Quelques croisières 2009-2010

Comme promis, notre site internet va publier dès cet été le détail de nos croisières polaires.

Du 7 au 20 août 2009, dans l'Arctique, nous irons vers le détroit de Béring et l'Île Wrangel pour la deuxième année consécutive à bord du brise-glace « Marina Tsvetaeva ». D'autres croisières nous emmèneront vers le Grand Nord canadien et la rivière Lena (Russie).
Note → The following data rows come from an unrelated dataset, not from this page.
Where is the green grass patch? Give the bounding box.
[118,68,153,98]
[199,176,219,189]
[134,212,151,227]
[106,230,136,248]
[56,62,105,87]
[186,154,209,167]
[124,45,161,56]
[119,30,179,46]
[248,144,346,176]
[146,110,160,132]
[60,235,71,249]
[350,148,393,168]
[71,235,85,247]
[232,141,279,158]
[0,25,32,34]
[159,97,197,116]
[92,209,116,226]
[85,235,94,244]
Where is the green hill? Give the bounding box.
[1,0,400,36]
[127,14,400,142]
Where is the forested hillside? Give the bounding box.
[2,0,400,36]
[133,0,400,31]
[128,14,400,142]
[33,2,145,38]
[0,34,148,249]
Du 24 juillet au 4 septembre 2009, 4 croisières polaires nous montreront les glaces et les ours du Spitzberg à bord du « Professeur Molchanov ». Le « Grigory Mikheev » et le « Aleksey Maryshev », dont nous étions devenus des habitués, seront pris par les recherches pétrolières en Mer de Barents. (Du 24 juillet au 5 août, du 3 au 15 août, du 13 au 25 août et du 23 août au 4 septembre)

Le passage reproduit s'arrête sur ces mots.